Ghana’s vulnerability to climate change alarming – Expert warns
It has emerged that, Ghana is highly vulnerable to global climate change, ranking 114 out of 181 countries in the climate vulnerability index.
The Executive Director of the Ghana Climate Innovation Centre (GCIC), Ruka Sanusi said already, the country was experiencing increased extreme weather conditions with higher incidences and more prolonged periods of flooding and droughts.
She revealed this at the second annual thought leadership symposium organised by GCIC in Accra.
The event on the theme: “Climate Action, Enterprise Agility and Economic Prosperity”, brought together key actors in the entrepreneurial ecosystem locally and internationally, to discuss and suggest solutions needed to deliver social and economic transformation as well as climate justice.
Madam Sanusi indicated that, Ghana’s vulnerability was largely due to dependence on the production of crops that were sensitive to climate change like cassava and cocoa – a situation she blamed on the lack of agricultural diversification.
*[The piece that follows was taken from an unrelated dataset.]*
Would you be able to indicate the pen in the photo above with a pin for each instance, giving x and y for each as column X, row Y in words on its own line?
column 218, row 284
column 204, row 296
As an immediate measure, Madam Sanusi noted that, her outfit will in the next five years nurture 100 climate innovators and climate entrepreneurs from the small and growing business sector.
She said GCIC’s ambition is to reach 300,000 Ghanaian households with green consumer goods and services and create 350 new jobs.
Madam Sanusi underscored their commitment to providing these climate innovators with cutting-edge insights, financing, advisory, and business incubation support to drive their green business growth.
For his part, Mr. Henry Kerali, the World Bank Country Director for Ghana, Sierra Leone and Liberia, in a speech read on his behalf said the Bank prioritised climate change and its impact and was supporting countries to deal with it.
He said the Bank was supporting Ghana with a credit funding of $200million to implement the Ghana Economic Transformation Project aimed at assisting the diversification of the economy to better shock-proof against volatility in primary commodity prices, spur a transition to an economic structure that generates higher growth that was more sustainable over the long term.